I realised that these bottles, six of which I have come to possess, have been on my shelf for many years, the oldest one bought in 2001, a good 21 years ago! Why then do I not use these and prefer to use cheap deos? I don’t know. But it did strike me that when I die, my daughter would wonder why I hoarded perfumes and eaus de toilette and colognes, and used only deodorants every day. That’s stupid. I can just imagine her shaking her head as she gathers these in her arms and throws them into a box for her to give away to her male friend, who’d probably then keep them until his descendants do the same. And on and on. What, I thought, is the bloody point of it all?

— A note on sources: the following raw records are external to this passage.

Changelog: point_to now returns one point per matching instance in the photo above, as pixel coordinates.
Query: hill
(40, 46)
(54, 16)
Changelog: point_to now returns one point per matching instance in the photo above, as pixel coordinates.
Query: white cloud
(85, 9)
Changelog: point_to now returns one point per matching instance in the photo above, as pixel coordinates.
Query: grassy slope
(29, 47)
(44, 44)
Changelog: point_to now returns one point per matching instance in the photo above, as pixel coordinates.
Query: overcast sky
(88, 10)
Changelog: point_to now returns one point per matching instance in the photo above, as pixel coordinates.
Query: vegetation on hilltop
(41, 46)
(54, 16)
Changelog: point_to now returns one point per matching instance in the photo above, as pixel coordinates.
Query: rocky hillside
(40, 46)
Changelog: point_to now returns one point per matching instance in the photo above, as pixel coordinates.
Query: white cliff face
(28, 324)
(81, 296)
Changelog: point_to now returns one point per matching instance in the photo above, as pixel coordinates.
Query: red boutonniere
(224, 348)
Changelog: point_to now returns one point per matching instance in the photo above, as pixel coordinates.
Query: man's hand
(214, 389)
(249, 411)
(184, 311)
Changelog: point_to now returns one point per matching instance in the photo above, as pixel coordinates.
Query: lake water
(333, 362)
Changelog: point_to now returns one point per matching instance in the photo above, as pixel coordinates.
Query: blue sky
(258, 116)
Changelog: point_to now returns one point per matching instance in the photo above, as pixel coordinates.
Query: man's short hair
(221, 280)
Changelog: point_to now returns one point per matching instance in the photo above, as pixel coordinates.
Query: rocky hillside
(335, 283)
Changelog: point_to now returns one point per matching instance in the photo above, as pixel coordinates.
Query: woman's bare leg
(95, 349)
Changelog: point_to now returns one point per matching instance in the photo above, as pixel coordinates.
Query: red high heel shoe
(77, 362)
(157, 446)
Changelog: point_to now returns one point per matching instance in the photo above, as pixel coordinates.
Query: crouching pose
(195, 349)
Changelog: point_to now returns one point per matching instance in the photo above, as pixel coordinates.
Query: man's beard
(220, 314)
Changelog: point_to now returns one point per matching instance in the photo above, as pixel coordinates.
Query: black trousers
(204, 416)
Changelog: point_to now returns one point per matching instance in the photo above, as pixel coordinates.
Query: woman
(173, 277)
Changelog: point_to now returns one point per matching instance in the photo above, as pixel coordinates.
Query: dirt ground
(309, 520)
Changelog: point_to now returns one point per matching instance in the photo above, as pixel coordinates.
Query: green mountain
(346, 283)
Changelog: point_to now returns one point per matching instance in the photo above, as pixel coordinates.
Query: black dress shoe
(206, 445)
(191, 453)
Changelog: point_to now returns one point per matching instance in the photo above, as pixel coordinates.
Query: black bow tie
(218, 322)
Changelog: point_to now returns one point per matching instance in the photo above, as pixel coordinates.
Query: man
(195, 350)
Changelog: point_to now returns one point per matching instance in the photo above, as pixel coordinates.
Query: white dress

Ditto, the other habit I have picked up from my grandmom where I eat the stale food first and leave the fresh one for later, which is basically, the next day when it becomes stale! I use up the older shirts first until they fray at the edges and then reach for the new one, which has now started to stain at the crease because it was never unfolded for a couple of years while I used up the older one. I eat the sides of the French toast first before I can get to the middle, by which time it is no longer nice & hot. I finish the veggies on my plate before I reach the chicken (which I absolutely love), by which time my stomach is full. What am I achieving keeping myself from enjoying the small gifts of life all the time? I end up with the worst of both worlds.
This has to change. I am literally living my life eating stale food, wearing old clothes, and spraying cheap deo on myself when I have fresh food on the table, new shirts in the wardrobe, and half a dozen beautiful bottles of perfume on my shower shelf. What. An. Idiot.
So, here’s a resolution I made today in the shower: I’m going to use up that perfume. All of it. Then, buy a new bottle (this time, perhaps by myself). And then, use that up. And so on. I am never buying a cheap deodorant again. My advice is you should too. Life’s too short not to use good perfume every day.
P.S: I don’t understand perfumes. I have a terrible sense of smell. And I’ve never bought any of these bottles myself. But I understand that they’re better off sprayed onto my body than rotting on my shelf. So that’s how it’s gonna be from today.